When I first heard about Elan in my freshman year at Douglas Anderson, I thought it was a selective opportunity for upperclassmen. I remember looking through the pages of Elan’s online fall 2015 edition and thinking that I could never have the skills to have my pieces selected. I never considered my writing anything more than mediocre. In my freshman year, writing was a way to understand myself and the environment around me. It was the first time I wrote about culture and the identities associated with my heritage. This is when “Stains of Spanish Grease” was published in Elan’s Spring 2016 issue. This is when I rushed home to tell my parents and friends that I was a part of something important. This is when I realized that I liked writing images and manipulating them into poetry. First, Elan was an outlet for me as an artist. Not only did my friends and family recognize what I was doing, but people in the community valued what I created. Before I was a part of the staff, Elan asked me to read at multiple events in Jacksonville, which made me feel like an authentic artist. I didn’t think of myself as a student who was selected in a high school publication. I was an artist who created art, an artist eager to be a part of the literary world.
In two short years, Elan has changed me drastically. I took on leadership roles that made me build relationships with the staff.
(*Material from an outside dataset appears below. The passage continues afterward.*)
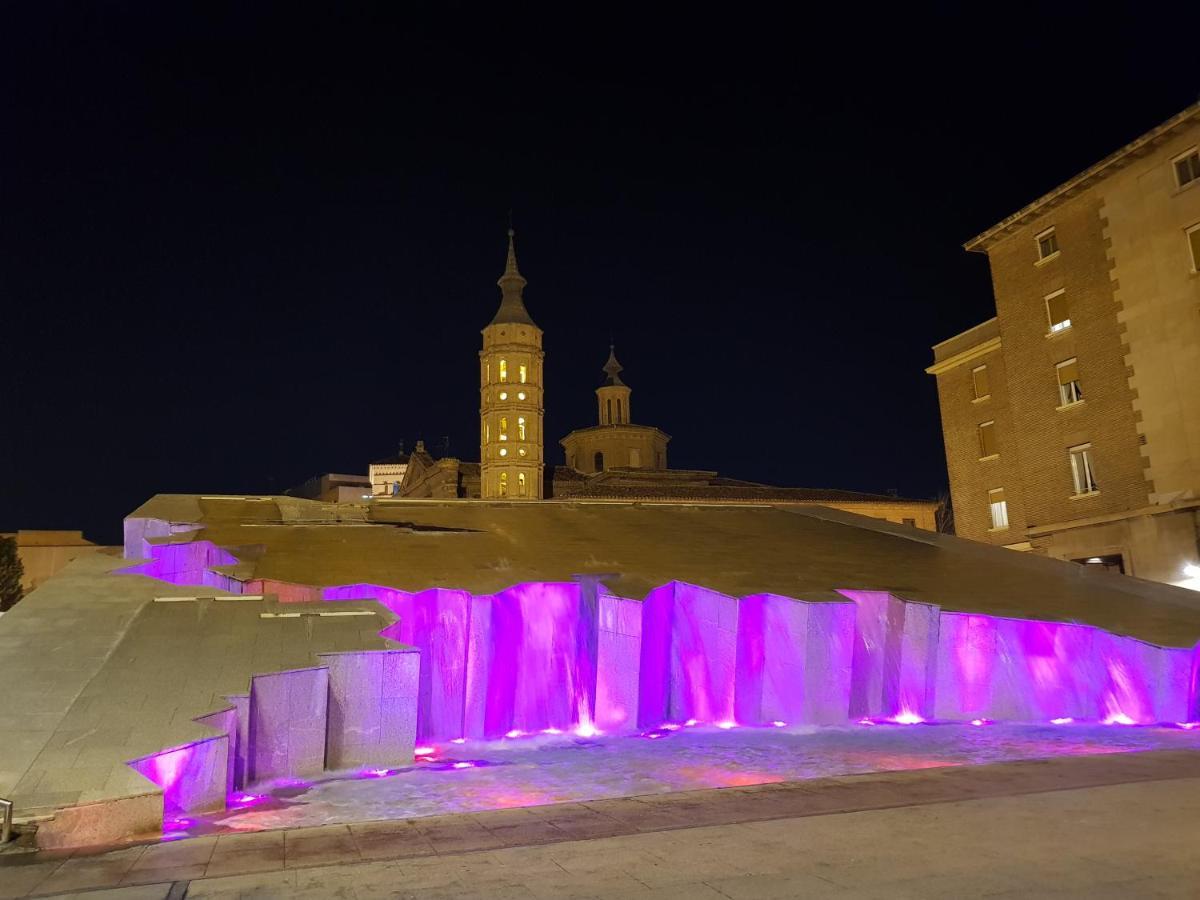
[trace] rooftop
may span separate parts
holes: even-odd
[[[971,240],[963,244],[963,247],[967,250],[986,251],[999,237],[1025,224],[1043,210],[1056,206],[1064,200],[1075,196],[1080,191],[1091,187],[1096,182],[1107,178],[1113,172],[1128,165],[1139,156],[1150,152],[1150,150],[1171,137],[1181,127],[1190,124],[1193,119],[1198,118],[1200,118],[1200,102],[1193,103],[1187,109],[1167,119],[1161,125],[1150,129],[1137,140],[1131,141],[1120,150],[1100,160],[1094,166],[1085,169],[1074,178],[1060,184],[1054,190],[1038,197],[1038,199],[1034,200],[1028,206],[1022,207],[1011,216],[997,222],[987,231],[971,238]]]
I also learned how to communicate with the staff more efficiently, as well as confront problems that developed over time. One of my biggest projects was curating the “Voices Unearthed” gallery exhibit at Yellow House. The exhibit was a turning point for Elan’s recognition in the community for artists and students. I saw the impact that Elan left on people coming in and out of the gallery, people who were astonished by the publication’s vulnerability and originality. I realized how important the publication was for people who were just discovering their identities and place in the community.
I feel in debt to my staff advisor, Tiffany Melanson, for always being honest and reliable. I look up to her and the changes she has fostered into each one of our lives. She made me appreciate art for what it can do for not only for myself, but the literary community around me. The editorial, communal, and marketing skills that I’ve learned in Elan are unique and valuable for any career I decide to start in the future. The reality that my time in Elan is ending feels bittersweet. I feel like I’m leaving behind a part of myself that took years to develop and mold. However, I know that Elan will continue to positively affect future staff members/artists for years to come.